Menggadaikan barang memang bisa menjadi solusi cepat saat membutuhkan dana. Namun, di balik kemudahan tersebut, risiko penipuan tetap ada—terutama jika memilih pergadaian swasta tanpa kehati-hatian. Agar Anda tetap aman dan tenang, ada beberapa langkah penting yang perlu diperhatikan sebelum mengajukan gadai.
Langkah pertama yang wajib dilakukan adalah memastikan pergadaian tersebut terdaftar di Otoritas Jasa Keuangan (OJK). Anda bisa mengeceknya melalui Direktori Perusahaan Pergadaian OJK. Pergadaian yang legal berarti diawasi dan wajib mengikuti aturan yang berlaku.
Jangan ragu untuk meminta bukti legalitas seperti izin usaha dan nomor registrasi OJK. Pergadaian yang terpercaya tidak akan keberatan menunjukkan dokumen ini kepada calon nasabah.
Hindari transaksi gadai tanpa kontrak tertulis. Pastikan perjanjian mencantumkan secara detail:
Nilai pinjaman
Bunga atau biaya jasa
Jangka waktu gadai
Ketentuan pelunasan dan perpanjangan
Prosedur lelang jika terjadi gagal bayar
Kontrak yang jelas melindungi hak Anda sebagai nasabah.
Salah satu modus penipuan yang sering terjadi adalah barang jaminan diterima oleh calo sebelum ada persetujuan resmi dan pencairan dana. Pastikan Anda menyerahkan barang langsung ke kantor resmi pergadaian, bukan ke perantara.
Selalu simpan:
Fotokopi KTP
Bukti serah terima barang
Salinan kontrak gadai
Dokumen ini sangat penting jika suatu saat terjadi sengketa atau masalah di kemudian hari.
Sebelum memutuskan, sebaiknya bandingkan dua atau lebih pergadaian swasta di Medan. Tanyakan secara terbuka mengenai biaya, risiko, dan sistem lelang. Pilih pergadaian yang transparan, komunikatif, dan masuk akal dari segi biaya.

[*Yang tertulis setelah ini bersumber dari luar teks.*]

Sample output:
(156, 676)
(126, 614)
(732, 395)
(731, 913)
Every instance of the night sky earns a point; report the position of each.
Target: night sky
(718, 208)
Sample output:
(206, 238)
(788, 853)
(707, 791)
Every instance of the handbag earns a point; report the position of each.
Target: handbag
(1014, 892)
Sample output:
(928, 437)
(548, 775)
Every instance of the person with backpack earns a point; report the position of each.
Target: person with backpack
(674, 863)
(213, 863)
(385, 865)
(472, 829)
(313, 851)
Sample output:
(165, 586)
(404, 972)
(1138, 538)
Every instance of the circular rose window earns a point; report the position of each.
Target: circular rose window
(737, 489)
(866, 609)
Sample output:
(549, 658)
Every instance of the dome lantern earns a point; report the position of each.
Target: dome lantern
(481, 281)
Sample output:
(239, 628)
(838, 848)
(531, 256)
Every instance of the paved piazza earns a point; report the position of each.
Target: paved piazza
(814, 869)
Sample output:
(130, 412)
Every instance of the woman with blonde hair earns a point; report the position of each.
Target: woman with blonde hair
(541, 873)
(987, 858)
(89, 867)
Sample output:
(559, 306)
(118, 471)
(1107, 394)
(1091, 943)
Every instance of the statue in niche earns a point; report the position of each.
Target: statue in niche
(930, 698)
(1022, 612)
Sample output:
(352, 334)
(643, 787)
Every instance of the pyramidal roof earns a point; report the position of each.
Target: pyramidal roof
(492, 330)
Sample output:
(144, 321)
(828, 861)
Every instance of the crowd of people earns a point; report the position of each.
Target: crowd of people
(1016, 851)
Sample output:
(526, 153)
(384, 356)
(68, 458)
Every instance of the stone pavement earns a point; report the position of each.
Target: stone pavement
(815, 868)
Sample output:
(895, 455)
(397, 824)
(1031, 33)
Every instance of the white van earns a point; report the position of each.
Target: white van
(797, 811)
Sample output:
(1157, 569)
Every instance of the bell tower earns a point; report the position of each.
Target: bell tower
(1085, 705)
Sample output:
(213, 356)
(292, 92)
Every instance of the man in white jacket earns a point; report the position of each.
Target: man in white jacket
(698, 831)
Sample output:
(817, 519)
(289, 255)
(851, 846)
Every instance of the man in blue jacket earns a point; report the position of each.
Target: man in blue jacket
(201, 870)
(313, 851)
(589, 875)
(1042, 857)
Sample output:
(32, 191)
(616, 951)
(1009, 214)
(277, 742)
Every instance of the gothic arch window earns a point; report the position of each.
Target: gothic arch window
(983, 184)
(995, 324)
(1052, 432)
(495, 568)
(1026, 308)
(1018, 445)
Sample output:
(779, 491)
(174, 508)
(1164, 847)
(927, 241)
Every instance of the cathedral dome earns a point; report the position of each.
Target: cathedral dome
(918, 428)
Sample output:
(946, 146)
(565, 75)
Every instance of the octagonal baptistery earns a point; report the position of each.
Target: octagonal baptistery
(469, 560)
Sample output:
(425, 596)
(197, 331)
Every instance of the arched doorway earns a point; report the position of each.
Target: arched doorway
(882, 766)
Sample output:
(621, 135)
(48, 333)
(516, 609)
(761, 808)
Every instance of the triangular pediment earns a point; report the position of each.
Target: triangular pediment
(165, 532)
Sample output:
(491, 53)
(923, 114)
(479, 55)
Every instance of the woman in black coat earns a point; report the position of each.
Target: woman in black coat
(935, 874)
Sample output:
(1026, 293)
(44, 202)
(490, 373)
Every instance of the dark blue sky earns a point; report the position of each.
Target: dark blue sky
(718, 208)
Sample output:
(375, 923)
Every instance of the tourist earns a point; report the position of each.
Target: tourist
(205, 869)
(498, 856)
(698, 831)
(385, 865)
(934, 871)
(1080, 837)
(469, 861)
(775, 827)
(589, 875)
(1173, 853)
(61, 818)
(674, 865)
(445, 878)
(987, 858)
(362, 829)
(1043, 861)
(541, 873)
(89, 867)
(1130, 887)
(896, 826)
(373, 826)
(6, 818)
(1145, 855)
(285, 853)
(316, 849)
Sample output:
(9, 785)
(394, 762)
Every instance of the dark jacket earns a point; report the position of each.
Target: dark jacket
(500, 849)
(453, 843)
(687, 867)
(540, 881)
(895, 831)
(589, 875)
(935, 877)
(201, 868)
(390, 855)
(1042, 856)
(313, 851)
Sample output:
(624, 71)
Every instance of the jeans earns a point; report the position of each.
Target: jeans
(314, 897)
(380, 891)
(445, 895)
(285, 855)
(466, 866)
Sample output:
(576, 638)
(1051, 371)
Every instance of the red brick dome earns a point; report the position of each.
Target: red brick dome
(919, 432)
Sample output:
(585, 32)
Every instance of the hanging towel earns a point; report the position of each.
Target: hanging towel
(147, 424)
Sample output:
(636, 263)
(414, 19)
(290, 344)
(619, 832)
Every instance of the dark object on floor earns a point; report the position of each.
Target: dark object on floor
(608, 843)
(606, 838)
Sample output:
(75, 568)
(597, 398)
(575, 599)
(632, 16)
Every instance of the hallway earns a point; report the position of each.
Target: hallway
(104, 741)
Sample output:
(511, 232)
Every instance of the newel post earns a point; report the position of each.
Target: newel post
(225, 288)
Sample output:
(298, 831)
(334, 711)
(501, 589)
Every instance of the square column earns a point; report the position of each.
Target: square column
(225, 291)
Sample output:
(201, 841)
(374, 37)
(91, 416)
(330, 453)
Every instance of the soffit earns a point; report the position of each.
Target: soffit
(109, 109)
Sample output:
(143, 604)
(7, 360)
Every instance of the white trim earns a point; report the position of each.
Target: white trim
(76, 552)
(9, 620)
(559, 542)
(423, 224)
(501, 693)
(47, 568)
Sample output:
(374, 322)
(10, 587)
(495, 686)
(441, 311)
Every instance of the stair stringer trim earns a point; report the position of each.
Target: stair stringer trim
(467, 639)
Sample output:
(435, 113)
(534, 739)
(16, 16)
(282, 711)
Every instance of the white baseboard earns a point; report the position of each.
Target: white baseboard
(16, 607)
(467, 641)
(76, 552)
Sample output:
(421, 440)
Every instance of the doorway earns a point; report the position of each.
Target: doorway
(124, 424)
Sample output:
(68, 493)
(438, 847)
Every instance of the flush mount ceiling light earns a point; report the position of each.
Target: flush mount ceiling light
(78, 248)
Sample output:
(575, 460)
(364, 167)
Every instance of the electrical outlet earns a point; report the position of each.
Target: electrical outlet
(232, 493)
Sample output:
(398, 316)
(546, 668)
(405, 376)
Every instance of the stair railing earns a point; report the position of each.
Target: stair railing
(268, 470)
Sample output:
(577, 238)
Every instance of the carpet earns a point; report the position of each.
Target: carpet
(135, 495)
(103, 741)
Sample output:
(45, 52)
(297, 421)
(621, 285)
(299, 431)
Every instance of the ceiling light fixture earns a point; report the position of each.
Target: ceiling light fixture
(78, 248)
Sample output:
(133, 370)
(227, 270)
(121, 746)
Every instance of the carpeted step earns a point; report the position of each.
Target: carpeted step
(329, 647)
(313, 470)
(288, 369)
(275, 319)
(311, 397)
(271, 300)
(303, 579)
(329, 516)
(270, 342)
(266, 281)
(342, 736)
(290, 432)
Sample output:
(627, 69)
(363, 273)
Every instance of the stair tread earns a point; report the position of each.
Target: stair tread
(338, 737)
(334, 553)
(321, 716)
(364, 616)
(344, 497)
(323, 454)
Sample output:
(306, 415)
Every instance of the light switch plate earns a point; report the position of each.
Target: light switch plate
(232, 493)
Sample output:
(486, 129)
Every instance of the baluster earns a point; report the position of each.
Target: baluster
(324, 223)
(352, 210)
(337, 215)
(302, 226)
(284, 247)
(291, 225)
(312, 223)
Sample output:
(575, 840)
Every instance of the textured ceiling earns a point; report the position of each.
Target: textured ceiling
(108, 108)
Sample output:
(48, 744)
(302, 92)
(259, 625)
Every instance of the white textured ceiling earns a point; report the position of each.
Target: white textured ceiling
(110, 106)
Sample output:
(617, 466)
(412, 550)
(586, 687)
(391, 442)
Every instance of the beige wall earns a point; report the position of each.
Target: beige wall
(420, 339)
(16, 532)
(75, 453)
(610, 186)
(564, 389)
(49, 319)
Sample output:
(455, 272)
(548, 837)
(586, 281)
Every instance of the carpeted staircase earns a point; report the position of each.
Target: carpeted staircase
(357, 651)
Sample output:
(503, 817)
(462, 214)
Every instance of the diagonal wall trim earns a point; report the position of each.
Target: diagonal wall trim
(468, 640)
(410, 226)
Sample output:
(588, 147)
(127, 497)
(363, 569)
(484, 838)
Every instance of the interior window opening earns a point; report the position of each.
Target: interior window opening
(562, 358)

Keamanan dalam gadai bukan hanya soal cepat cair, tetapi juga soal kejelasan dan kepercayaan. Dengan mengecek legalitas, memahami kontrak, dan tidak terburu-buru, Anda bisa terhindar dari penipuan dan memilih pergadaian yang benar-benar aman.
Bijak sebelum menggadaikan—tenang setelah dana di tangan.